Acxiom, the marketing technology and services company, has a high dependence on its AbiliTec software technology, requiring it to continuously update its technological services in order to remain competitive in the industry, which further increases its costs and reduces its profitability. Analysts expect revenues to be less than stellar, expected to be down 2.5% in fiscal 2013. As a result, BMO Capital recently downgraded the company from ‘outperform’ to ‘market perform’ and putting a price target on the company of $20.00.

It appears that all the major rating agency companies, regardless of their specialty, are seeing pressure.
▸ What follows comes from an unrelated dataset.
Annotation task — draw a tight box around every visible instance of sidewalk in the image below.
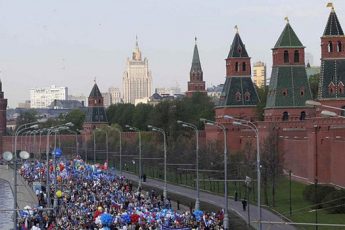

With the majority seeing big dips in early February.

Back to D&B, the company is cheap across the board on a number of metrics, including P/E, P/CF and P/S:

  • Dun & Bradstreet 13x
  • Equifax 25x
  • Moody’s 15x
  • Fair Isaac 19x
  • Acxiom 23x
  • Dun & Bradstreet 10.4x
  • Equifax 15.2x
  • Moody’s 13.3x
  • Fair Isaac 14.2x
  • Acxiom 7.5x
  • Dun & Bradstreet 2.2x
  • Equifax 3.1x
  • Moody’s 3.8x
  • Fair Isaac 2.2x
  • Acxiom 1.2x

Don’t be fooled. Dun & Bradstreet is quite cheap, so is it a value play or a classic value trap? I think it could be a value trap, where its discounted peer valuation is warranted. D&B’s 50% discounted P/E, relative to peers, is in line with its historical norms. Historically, D&B has traded with a 45% discount to peers, but currently trades at 65%. Notable hedge fund managers Ken Griffin and Joel Greenblatt are both top-name investors owning Dun & Bradstreet last quarter (check out Griffin’s top picks), but I would go in the opposite direction, and not take the risk of investing in Dun & Bradstreet.